Pungli atau pungutan liar ini diduga terjadi saat warga mengurus dokumen sertifikat dalam program Pendaftaran Tanah Sistematis Lengkap (PTSL). Kasus pungutan itu diduga terjadi di Kelurahan Gandaria Utara (Jakarta Selatan), Kelurahan Wijaya Kusuma (Jakarta Selatan), dan Kelurahan Cengkareng Barat (Jakarta Barat).
Salmah (57), warga Kelurahan Gandaria Utara, mengaku sudah dimintai biaya administrasi untuk mengurus sertifikat senilai Rp 8 juta. Ia sudah sejak tahun 2016 mengurus sertifikat tanah seluas 300 meter persegi.

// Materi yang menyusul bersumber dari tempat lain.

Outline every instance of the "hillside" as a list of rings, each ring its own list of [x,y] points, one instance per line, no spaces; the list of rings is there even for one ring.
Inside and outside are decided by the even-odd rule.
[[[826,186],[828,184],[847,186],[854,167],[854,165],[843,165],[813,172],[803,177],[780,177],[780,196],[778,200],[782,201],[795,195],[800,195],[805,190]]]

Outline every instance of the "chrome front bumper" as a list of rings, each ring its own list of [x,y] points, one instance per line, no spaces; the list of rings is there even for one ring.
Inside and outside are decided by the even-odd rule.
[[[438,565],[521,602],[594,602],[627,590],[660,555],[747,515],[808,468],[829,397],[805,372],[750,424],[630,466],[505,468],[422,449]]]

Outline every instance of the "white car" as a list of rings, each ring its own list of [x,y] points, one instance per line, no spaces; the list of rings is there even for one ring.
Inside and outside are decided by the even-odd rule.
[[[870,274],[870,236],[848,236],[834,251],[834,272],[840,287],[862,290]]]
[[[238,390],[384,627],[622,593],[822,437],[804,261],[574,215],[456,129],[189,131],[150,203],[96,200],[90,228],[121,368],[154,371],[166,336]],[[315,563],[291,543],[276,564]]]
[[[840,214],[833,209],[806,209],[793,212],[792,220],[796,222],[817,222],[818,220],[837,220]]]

Tanah tersebut merupakan warisan dari orangtuanya.
"Katanya dokumen saya ngantre, masih menumpuk di BPN. Karena lama, saya baru cerita ke anak, ternyata saya kena pungli," kata Salmah, Senin (23/072018) di Jakarta.
Menanggapi masalah ini, Kepala Inspektorat Michael Rolandi sedang menelusurinya. Memang, menurut Rolandi ada beberapa laporan warga terkait dengan pengurusan sertifikat melalui PTSL. "Sudah kami proses, hanya saja saya lupa di mana. Sekarang sedang kami telusuri," ujar Rolandi.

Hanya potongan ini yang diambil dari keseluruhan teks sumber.